Tanpa Anye sadari, Gian, pemilik cafe ini, sudah sejak tadi memperhatikannya. Anye dan Gian hanya saling tahu nama, tapi tidak kenal dekat. Hanya sebatas pemilik cafe dan pelanggan, tak seperti mahasiswa lain di sini yang terkadang sengaja datang hanya untuk bertemu Gian. Meski tidak bisa dipungkiri, dengan visual Gian dan dengan postur tubuh yang cukup sempurna, ia sempat mempesona Anye seperti pelanggan cafe ini yang didominasi oleh mahasiswi. Namun, itu tak membuat Anye ingin dekat atau mengaguminya lebih lanjut seperti mahasiswi-mahasiswi lain. Ia sebatas saling sapa ketika datang ke cafe ini. Setidaknya dari beberapa cafe yang ada di sekitar kampus, hanya kopi susu gula aren di Ata Marie yang sesuai selera Anye, pun dengan tempat yang cukup tersembunyi hingga membuat cafe ini cukup tenang sebab tidak di pinggir jalan utama. Sangat pas untuk mengerjakan tugas, nongkrong bersama teman menunggu jam kuliah berikutnya atau sekedar menunggu malam tiba sebelum kembali disambut sepinya kosan. Jadi Anye dan teman-temannya menjadikan cafe ini salah satu posko nongkrong utama mereka dan Gian dengan senang hati menyambut mereka karena menjadi pelanggan tetap.
Gian akhirnya meninggalkan meja kasirnya dan menghampiri Anye. Menggeser kursi di hadapan Anye dan duduk di sana. Anye mengalihkan pandangannya dari ponsel ke Gian, kakinya masih bergoyang gelisah di bawah meja, namun ia berusaha tersenyum pada Gian.
“Tumben sendiri? Biasanya bareng Ridho atau Putri.” tanya Gian.
“Uhm, iya. Pada bimbingan, Kak.”
“Di kampus? Kamu nunggu mereka?”
“Gak, kebetulan mereka janjian sama dospem di luar, Kak.” jawab Anye tersenyum seraya melirik ke luar jendela, lalu kembali melirik ponselnya.
“Terus, kenapa belum pulang?

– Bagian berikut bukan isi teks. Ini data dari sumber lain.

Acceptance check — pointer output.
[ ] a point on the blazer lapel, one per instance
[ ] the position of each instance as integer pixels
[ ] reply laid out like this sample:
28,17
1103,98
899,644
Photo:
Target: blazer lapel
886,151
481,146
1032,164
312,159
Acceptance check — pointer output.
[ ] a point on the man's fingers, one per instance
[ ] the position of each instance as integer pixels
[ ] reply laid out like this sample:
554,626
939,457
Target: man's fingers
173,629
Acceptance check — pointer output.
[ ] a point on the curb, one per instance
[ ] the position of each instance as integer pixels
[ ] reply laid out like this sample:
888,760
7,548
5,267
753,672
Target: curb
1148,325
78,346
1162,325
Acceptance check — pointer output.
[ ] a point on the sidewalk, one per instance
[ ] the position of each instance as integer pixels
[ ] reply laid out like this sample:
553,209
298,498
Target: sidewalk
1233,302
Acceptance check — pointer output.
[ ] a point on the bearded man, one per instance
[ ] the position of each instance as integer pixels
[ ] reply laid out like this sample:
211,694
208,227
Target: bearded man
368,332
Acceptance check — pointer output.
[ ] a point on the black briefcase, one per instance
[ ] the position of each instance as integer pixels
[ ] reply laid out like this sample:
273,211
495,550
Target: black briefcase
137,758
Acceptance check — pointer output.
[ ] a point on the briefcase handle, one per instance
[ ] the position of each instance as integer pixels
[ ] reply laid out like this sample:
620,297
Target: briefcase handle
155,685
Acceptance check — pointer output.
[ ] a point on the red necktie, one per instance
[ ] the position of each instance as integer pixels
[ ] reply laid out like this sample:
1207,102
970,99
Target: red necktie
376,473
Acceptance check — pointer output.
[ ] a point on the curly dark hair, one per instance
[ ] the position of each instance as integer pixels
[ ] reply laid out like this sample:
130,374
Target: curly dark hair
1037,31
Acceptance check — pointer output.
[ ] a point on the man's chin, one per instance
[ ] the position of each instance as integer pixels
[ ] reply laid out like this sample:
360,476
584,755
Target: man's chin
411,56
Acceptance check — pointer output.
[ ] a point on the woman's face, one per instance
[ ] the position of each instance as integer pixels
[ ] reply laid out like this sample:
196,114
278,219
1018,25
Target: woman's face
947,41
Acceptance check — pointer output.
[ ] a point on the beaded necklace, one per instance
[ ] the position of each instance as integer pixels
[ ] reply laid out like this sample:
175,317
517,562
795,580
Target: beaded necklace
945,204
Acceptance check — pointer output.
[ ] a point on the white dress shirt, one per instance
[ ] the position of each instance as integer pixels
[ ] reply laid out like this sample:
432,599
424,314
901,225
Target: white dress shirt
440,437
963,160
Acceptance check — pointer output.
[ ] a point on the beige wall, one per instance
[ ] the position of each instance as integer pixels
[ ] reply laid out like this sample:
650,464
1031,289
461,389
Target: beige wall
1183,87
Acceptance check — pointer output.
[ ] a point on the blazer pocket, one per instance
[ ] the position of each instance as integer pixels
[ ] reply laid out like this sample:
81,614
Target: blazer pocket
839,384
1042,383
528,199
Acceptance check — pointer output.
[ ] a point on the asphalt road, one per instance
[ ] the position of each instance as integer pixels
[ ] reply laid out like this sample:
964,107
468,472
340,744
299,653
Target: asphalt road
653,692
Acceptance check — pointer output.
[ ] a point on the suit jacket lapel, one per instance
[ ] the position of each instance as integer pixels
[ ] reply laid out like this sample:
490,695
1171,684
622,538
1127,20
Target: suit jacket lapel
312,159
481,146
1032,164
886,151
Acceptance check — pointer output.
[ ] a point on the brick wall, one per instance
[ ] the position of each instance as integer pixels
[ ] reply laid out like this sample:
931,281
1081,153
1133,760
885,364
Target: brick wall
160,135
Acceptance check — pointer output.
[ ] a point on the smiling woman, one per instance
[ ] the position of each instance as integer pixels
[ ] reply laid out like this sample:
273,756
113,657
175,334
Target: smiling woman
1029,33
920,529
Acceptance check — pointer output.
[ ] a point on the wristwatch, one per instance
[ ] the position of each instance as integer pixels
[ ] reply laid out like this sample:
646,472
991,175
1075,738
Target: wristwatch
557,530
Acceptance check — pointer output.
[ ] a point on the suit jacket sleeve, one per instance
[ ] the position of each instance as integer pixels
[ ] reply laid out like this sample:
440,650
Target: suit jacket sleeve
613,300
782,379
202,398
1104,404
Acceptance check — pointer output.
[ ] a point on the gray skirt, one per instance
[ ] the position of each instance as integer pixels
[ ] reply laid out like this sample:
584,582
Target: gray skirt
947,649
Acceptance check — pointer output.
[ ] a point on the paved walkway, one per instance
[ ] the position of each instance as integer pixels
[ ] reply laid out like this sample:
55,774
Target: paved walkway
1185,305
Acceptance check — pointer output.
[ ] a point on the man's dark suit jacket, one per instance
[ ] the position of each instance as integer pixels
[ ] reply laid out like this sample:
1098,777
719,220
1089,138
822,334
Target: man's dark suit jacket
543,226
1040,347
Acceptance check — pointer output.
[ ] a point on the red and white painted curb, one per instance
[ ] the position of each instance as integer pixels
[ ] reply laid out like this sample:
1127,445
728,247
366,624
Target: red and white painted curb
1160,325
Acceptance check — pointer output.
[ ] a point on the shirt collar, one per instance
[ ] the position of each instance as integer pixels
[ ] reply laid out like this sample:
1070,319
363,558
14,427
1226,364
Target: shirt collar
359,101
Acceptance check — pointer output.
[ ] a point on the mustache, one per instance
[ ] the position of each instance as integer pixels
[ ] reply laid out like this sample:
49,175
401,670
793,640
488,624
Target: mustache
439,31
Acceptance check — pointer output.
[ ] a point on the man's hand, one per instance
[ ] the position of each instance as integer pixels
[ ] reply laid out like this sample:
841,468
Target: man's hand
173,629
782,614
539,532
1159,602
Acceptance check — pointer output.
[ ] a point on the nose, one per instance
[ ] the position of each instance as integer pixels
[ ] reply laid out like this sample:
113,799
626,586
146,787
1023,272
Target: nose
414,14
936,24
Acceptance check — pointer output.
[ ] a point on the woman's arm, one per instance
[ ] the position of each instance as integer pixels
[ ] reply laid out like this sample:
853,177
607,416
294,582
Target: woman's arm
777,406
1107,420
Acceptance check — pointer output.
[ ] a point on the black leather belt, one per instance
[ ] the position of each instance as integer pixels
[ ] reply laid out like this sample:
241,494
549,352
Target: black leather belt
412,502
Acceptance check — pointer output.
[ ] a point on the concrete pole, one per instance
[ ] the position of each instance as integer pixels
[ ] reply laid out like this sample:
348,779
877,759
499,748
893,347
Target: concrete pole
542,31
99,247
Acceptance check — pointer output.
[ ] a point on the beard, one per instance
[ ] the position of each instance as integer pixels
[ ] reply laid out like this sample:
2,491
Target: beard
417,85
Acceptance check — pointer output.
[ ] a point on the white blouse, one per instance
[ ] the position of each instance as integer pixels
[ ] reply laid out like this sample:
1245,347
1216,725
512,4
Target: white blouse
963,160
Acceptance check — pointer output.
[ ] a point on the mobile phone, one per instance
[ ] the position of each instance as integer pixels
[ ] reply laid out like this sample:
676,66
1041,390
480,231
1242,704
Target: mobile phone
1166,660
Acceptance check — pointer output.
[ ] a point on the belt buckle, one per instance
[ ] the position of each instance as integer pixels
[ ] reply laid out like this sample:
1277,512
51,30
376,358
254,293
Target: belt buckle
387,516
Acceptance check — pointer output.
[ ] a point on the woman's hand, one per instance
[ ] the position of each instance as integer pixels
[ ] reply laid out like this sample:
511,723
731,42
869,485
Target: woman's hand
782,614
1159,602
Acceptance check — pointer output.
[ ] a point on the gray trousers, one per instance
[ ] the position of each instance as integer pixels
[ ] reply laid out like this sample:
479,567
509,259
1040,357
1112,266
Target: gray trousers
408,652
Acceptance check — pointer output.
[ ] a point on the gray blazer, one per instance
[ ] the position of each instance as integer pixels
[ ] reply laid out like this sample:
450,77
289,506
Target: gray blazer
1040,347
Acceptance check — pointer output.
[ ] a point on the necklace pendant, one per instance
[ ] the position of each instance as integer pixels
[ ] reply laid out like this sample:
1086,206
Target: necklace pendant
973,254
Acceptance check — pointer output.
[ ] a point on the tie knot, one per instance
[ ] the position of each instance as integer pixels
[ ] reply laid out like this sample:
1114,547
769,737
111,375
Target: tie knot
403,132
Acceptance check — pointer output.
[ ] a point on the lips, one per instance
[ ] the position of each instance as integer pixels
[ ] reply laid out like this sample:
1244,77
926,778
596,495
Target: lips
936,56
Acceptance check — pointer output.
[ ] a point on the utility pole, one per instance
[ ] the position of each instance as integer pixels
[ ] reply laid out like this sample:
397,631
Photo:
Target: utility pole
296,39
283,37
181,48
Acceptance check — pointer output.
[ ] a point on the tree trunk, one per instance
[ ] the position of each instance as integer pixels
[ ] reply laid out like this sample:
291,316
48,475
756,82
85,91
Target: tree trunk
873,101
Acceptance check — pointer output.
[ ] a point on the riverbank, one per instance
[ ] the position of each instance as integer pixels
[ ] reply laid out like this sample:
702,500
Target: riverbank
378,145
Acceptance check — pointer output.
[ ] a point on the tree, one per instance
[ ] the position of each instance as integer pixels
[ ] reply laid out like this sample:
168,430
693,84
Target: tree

Gak biasanya kan kamu sendirian? Ini udah malem loh. Kayaknya baru kali ini aku liat Anye sendirian, jadi kelihatan aneh.” tanya Gian lebih dalam karena melihat Anye yang gelisah sedari tadi.
Anye mengetuk layar ponselnya, ponselnya yang kembali menyala hanya menampilkan jam digital dan wallpaper idol kpop favoritnya. Masih tidak ada notifikasi. “Iya, Kak. Ini lagi nungguin respon anak-anak. Kebetulan aku chat dari tadi belum ada respon. Kayaknya masih pada bimbingan sih. Dito sama Nafia udah pulang soalnya.”
Gian merasakan meja yang bergetar karena kaki Anye yang masih bergoyang gelisah dari tadi, ia melihat Anye yang tidak fokus menjawab pertanyaannya karena beberapa kali mencuri lirik ke luar jendela. Akhirnya Gian menoleh, dan melihat sesosok laki-laki di bawah pohon. Gian mengernyit, rasanya laki-laki itu sudah cukup lama ia lihat di sana, tapi Gian lupa sejak kapan.